Romero, Hueso y Menfis entran a la carrera. Quince se queda en la puerta vigilando el pasillo. Romero se coloca a un paso de López y lo baja de un cabezazo. Moñito salta de la cama y le ordena a Artusi y Paulina que se sienten en el suelo, cuando lo hacen le pasa el revólver a Romero y se aposta en la ventana. Del resto de los presos internados, los que pueden se sientan en sus camas a observar la acción. Con los jirones de una sábana, Hueso ata a López, Menfis al médico y Romero a la enfermera. Un anciano se incorpora penosamente en la cama y levanta el brazo flaco y correoso, semejante a una raíz.
Loco, llevame. No puedo, viejo, estás muy arruinado.
Menfis se reúne con Moñito junto a la ventana, aferran los barrotes y los sacuden. Gracias al trabajo que Moñito estuvo haciendo toda la noche, la reja se suelta enseguida. Menfis la mete dentro de la habitación y la deposita con suavidad en el suelo. Quince abandona su puesto, traba la puerta con una cama y se une al resto. Vestidos con las batas de los médicos, los cinco salen por el vano al tejado, y se dirigen hacia el muro que da a Bermúdez. Una teja se quiebra. La pierna de Quince se cuela en el agujero. Menfis trata de jalarlo por un brazo, pero está atrapado. Oyen carreras que vienen desde el patio, silbatos, órdenes. Dejan a Quince atrás y corren hacia el escape.

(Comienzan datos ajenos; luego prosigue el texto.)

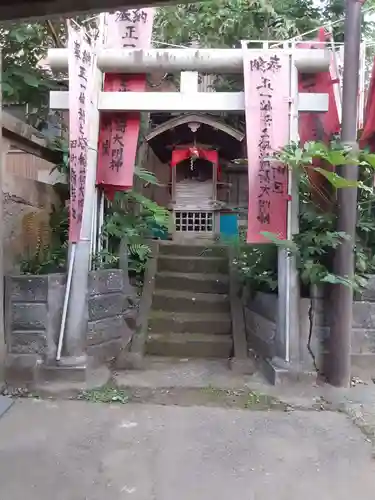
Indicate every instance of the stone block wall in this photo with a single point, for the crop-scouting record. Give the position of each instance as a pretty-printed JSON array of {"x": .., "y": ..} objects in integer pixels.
[
  {"x": 261, "y": 312},
  {"x": 33, "y": 306},
  {"x": 112, "y": 312}
]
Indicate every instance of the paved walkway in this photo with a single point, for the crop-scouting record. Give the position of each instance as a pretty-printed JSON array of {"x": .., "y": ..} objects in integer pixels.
[{"x": 75, "y": 450}]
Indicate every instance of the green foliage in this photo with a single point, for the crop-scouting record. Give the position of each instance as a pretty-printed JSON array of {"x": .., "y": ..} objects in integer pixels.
[
  {"x": 107, "y": 394},
  {"x": 133, "y": 218},
  {"x": 257, "y": 265},
  {"x": 313, "y": 246},
  {"x": 24, "y": 80}
]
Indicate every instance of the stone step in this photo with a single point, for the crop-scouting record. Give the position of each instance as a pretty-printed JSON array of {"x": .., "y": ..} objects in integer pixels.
[
  {"x": 182, "y": 301},
  {"x": 205, "y": 265},
  {"x": 191, "y": 282},
  {"x": 189, "y": 345},
  {"x": 193, "y": 250},
  {"x": 213, "y": 323}
]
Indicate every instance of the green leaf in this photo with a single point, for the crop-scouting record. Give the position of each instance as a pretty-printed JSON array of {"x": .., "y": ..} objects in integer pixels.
[
  {"x": 336, "y": 180},
  {"x": 146, "y": 176},
  {"x": 31, "y": 80},
  {"x": 8, "y": 89},
  {"x": 337, "y": 280}
]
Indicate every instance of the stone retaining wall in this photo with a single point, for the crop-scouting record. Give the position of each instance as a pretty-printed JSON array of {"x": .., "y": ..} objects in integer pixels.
[
  {"x": 261, "y": 318},
  {"x": 33, "y": 312}
]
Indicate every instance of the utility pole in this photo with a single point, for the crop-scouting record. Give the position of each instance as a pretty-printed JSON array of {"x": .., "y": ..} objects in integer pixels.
[{"x": 342, "y": 296}]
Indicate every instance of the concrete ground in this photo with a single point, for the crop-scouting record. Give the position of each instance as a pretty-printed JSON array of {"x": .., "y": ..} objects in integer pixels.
[
  {"x": 208, "y": 434},
  {"x": 77, "y": 450}
]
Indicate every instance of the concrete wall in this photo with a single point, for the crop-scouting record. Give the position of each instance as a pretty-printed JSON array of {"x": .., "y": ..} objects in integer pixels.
[
  {"x": 33, "y": 317},
  {"x": 22, "y": 197},
  {"x": 260, "y": 313}
]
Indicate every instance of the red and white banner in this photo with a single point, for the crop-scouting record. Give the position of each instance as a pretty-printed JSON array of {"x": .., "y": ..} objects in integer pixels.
[
  {"x": 81, "y": 80},
  {"x": 266, "y": 78},
  {"x": 119, "y": 132}
]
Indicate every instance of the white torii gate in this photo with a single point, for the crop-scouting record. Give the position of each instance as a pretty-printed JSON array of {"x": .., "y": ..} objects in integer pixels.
[{"x": 189, "y": 62}]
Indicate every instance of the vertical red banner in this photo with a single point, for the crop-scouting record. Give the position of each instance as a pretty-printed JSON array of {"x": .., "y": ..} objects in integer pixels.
[
  {"x": 266, "y": 78},
  {"x": 118, "y": 138},
  {"x": 81, "y": 79}
]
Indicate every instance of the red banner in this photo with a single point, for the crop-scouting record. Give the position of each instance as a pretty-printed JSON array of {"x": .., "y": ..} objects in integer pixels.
[
  {"x": 81, "y": 72},
  {"x": 266, "y": 78},
  {"x": 118, "y": 137}
]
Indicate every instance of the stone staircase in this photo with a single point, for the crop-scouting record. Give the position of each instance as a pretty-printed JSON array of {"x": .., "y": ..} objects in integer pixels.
[{"x": 190, "y": 314}]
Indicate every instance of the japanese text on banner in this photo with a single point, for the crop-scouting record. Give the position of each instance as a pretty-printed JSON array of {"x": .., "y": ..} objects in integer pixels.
[
  {"x": 267, "y": 130},
  {"x": 119, "y": 131},
  {"x": 81, "y": 73}
]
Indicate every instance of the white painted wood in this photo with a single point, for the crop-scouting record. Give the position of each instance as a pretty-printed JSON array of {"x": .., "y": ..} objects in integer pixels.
[
  {"x": 176, "y": 60},
  {"x": 181, "y": 101},
  {"x": 189, "y": 81}
]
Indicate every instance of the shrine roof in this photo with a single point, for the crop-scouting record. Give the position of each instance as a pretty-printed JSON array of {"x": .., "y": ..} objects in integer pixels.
[{"x": 211, "y": 132}]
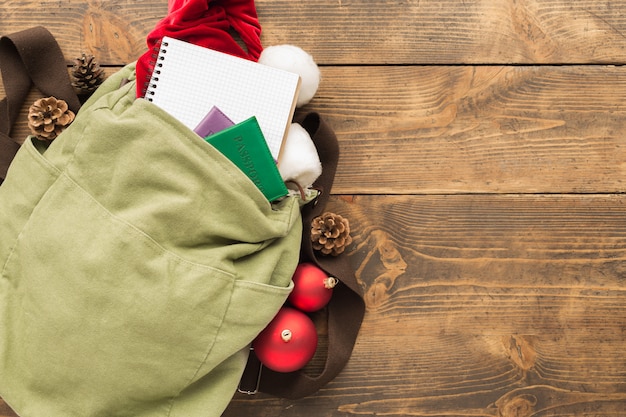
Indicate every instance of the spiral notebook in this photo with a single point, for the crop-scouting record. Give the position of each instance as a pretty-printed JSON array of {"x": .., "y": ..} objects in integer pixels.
[{"x": 188, "y": 80}]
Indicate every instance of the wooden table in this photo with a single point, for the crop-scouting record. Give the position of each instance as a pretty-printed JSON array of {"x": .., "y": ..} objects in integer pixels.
[{"x": 483, "y": 166}]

Rechoncho, bajo, calzando sus anteojos tipo Lennon, Bolita Rossi, al volante del Peugeot, aguarda inmóvil en la esquina de Bermúdez y Nogoyá, con la vista fija en el paredón.
Hueso tira la cuerda hecha con sábanas anudadas por encima de la pared y comienzan a escalarla uno a uno.
Bolita la ve volar, pone el motor en marcha y se acerca lentamente.
En la ventana por donde salieron asoman guardias armados. Romero les dispara parapetado en una mocheta. Cuando el último de sus compinches desaparece tras el muro, escala él también y pasa al otro lado. Descendiendo lo más velozmente que puede, ve a los demás metiéndose ya dentro del auto que los espera. Dos metros antes de llegar al suelo, se suelta. Corre y se zambulle en el asiento trasero. Antes de que termine de cerrar la puerta, Bolita pisa el acelerador y salen disparados por Melincué. Están de suerte, cruzan las seis bocacalles sin disminuir la velocidad y sin que nadie se les atraviese en el camino. Bolita clava los frenos en la plaza Da Vinci. Con la sangre martilleándoles las sienes, bajan y cruzan separados el parque para abordar tres autos distintos. El barrio se llena de sirenas.